Abstract

Traditional clothing was an integral attribute of the spiritual and cultural space of a Russian village until the 20th century. In connection with the destruction of traditional and the subsequent resemanticisation of folk clothing in the 19th – 21th centuries, there was a need to clarify the main spiritual and cultural content of a traditional costume. Wedding ceremonial clothing was chosen as the object of research due to its high semiotic status and good preservation, which provides extensive research field. The empirical basis of the work consists of ethnographic descriptions of the studied origin regions of wedding suit, private collections, museum funds and the photo archive of the author, formed as a result of expeditions 2018–2019. The article considers the totality of all wedding sets of bride's clothes as a unified semiotic system. The context of this phenomenon is an entire syntagmatic sequence of wedding ceremonies, starting from matchmaking and ending with the last day of a wedding. The wedding in this case is considered as a rite of passage of a life cycle, the main leitmotif of which is the process of “dying-death-rebirth”. Special costume sets mark all stages of the passage (preliminary, liminary, postliminary): “sad” and “grief” clothes are gradually replaced by “kind”, “cheerful”, white and dark shades are replaced by bright, often in red, and, in general, the semantics of death is replaced by the semantics of life.
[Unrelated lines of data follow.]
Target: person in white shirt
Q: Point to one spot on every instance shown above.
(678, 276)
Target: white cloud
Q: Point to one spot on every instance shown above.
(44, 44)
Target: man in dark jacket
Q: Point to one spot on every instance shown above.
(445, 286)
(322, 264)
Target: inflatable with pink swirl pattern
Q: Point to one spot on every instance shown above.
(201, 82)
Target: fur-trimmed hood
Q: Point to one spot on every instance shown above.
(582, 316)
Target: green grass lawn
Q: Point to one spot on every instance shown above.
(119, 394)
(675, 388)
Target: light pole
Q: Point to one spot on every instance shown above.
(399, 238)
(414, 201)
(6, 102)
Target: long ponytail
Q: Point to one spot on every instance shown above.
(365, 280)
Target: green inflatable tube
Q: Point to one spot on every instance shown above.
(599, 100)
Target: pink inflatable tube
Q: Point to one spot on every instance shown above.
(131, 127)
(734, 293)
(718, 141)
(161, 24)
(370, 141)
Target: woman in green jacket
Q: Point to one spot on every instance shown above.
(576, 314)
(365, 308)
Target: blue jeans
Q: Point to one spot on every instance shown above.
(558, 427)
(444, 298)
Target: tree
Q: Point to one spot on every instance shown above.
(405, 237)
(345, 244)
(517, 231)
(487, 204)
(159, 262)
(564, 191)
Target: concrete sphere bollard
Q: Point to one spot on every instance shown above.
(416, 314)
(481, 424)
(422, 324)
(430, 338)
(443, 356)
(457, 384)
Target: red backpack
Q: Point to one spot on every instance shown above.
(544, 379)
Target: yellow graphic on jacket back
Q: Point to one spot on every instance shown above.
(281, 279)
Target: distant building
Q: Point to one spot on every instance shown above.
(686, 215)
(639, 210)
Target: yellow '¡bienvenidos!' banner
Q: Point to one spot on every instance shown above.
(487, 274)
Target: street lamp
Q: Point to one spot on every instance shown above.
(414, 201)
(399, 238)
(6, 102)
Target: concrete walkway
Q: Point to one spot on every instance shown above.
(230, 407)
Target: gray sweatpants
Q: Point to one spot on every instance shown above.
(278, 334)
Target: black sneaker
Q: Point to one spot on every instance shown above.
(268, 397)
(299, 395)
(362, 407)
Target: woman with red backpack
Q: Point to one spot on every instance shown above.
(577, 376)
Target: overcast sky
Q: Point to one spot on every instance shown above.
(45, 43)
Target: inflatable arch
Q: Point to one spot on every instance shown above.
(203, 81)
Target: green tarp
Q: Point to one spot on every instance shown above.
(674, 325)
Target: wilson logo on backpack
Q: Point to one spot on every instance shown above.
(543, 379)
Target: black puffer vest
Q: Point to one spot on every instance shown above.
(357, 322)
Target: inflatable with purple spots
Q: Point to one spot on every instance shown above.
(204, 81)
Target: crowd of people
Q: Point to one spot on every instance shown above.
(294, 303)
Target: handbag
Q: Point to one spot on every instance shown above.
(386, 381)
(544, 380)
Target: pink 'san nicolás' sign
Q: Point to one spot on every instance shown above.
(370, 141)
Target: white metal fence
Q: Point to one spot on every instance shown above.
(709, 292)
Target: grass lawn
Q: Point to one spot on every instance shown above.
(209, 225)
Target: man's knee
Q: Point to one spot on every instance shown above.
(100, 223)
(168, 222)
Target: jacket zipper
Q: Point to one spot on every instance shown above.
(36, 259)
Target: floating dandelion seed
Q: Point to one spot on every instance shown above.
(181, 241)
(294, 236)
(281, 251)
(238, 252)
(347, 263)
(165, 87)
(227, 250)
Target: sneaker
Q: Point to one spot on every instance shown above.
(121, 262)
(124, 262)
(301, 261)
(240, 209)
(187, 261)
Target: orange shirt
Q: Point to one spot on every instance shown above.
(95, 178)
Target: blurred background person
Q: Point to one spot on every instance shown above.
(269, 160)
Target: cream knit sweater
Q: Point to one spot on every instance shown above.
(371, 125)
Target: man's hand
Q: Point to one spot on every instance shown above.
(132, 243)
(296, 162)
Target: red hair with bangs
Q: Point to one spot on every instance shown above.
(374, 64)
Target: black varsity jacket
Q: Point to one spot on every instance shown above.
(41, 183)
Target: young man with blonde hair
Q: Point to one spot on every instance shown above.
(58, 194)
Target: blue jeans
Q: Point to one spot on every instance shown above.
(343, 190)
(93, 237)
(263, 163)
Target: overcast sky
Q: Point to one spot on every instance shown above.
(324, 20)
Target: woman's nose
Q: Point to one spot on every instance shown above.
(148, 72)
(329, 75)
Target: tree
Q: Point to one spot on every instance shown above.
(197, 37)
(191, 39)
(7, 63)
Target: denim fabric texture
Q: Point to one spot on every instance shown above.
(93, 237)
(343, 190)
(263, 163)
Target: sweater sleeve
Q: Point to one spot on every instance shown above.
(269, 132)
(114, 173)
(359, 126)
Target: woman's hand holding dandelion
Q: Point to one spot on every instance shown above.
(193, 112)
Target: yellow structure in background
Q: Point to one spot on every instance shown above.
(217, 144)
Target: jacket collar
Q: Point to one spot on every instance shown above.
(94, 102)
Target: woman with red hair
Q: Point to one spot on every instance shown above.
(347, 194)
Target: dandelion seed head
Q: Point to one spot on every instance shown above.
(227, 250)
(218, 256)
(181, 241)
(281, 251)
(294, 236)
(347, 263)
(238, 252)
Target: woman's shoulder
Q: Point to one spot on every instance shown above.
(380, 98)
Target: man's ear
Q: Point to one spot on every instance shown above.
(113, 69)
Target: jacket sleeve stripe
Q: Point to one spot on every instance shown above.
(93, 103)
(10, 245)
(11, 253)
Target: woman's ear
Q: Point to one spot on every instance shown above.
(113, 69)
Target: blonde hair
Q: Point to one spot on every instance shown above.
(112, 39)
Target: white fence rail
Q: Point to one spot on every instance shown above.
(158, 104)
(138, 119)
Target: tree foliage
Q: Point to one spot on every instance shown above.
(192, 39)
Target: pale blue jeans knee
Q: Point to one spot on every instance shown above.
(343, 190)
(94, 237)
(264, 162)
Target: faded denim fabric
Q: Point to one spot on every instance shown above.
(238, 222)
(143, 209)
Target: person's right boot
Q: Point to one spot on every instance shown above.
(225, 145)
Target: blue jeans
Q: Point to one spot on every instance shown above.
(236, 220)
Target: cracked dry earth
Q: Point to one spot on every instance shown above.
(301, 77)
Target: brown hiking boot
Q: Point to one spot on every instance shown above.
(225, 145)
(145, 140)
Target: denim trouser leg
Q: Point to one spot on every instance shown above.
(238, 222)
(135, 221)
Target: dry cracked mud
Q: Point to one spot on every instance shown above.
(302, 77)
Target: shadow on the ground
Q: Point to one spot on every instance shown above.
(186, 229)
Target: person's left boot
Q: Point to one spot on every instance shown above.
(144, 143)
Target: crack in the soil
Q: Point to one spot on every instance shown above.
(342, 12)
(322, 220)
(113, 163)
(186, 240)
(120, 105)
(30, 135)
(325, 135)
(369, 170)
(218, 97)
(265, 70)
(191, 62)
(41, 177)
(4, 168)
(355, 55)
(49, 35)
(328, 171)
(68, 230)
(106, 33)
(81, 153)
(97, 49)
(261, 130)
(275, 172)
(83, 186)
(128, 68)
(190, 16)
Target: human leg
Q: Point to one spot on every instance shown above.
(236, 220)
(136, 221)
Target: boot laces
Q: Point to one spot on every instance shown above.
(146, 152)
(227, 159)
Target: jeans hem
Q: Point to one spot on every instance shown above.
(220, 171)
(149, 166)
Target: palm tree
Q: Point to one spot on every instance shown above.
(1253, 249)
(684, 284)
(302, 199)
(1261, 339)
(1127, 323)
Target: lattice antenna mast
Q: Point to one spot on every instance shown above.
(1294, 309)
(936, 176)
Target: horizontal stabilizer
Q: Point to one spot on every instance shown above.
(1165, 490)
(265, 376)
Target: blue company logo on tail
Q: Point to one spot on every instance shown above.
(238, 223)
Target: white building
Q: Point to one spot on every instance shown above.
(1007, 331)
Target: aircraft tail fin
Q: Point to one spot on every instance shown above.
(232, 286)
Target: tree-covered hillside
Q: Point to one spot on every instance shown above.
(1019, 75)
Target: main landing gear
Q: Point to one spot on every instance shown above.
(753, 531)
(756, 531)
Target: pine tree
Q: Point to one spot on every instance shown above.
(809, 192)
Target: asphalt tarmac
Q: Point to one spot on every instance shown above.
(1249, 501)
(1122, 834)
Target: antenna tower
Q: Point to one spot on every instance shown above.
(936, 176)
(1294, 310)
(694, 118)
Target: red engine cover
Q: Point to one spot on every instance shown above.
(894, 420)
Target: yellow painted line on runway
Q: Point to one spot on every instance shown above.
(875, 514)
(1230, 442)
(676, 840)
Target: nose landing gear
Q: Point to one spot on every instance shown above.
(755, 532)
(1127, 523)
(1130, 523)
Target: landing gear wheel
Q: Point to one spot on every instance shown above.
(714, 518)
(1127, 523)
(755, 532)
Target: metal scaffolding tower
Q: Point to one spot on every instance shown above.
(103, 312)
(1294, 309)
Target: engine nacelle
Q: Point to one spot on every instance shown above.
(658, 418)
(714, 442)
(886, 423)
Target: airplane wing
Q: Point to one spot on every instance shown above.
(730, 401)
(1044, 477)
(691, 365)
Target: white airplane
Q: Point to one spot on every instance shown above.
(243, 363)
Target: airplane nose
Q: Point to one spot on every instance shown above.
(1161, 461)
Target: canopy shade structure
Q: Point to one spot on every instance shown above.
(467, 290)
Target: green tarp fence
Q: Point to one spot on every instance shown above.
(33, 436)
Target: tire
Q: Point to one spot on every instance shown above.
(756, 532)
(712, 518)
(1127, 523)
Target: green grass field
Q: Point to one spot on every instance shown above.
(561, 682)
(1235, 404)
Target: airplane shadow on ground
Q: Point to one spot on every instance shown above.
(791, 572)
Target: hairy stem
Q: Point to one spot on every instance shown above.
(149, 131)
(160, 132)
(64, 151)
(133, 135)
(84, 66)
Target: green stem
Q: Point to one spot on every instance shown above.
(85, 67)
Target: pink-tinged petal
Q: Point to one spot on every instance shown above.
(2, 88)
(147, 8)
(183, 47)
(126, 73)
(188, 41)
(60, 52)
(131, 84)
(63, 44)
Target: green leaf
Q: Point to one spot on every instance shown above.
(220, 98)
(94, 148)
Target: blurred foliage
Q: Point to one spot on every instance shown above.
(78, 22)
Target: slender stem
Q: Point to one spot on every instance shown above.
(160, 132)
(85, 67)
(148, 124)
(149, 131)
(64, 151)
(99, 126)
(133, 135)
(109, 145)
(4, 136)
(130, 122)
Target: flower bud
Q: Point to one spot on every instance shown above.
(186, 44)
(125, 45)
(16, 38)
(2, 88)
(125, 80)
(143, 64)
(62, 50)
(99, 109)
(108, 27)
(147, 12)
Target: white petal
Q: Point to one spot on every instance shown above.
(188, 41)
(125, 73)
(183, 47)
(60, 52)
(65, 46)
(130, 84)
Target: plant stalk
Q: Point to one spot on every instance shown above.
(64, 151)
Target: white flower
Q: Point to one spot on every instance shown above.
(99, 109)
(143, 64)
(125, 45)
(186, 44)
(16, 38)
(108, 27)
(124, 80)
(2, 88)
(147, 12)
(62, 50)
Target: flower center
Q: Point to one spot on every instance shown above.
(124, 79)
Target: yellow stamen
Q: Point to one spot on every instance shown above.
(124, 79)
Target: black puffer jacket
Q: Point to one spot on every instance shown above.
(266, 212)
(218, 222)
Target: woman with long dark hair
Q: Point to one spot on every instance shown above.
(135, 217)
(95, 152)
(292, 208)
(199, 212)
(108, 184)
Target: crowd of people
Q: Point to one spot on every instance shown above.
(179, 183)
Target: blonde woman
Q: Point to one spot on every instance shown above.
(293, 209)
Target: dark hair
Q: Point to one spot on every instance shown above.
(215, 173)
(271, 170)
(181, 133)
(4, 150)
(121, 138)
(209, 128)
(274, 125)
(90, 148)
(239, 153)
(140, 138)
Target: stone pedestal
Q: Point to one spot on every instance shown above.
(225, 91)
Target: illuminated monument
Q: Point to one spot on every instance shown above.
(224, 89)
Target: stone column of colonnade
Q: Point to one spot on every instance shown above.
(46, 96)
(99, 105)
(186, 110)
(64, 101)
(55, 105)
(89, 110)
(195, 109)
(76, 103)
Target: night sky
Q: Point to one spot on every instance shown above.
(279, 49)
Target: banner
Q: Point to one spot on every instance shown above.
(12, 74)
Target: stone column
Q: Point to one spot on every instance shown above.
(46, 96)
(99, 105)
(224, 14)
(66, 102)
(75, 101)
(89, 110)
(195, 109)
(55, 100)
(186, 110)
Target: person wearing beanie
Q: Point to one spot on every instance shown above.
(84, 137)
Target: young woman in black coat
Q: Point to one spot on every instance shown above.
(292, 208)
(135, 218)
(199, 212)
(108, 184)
The study also shows that wedding cultures of different villages represent different semiotic systems that function on the basis of a single principle of passage, but some of its aspects and symbolization may be different. At the same time, a complex relationship between the social and spiritual levels of passage is realized, the markers of which may be different characteristics of the same costume complex. In general, the semiotics of wedding ceremonial clothing testifies to the unity of the spiritual and social spheres of a Russian village in the 19th – 20th centuries.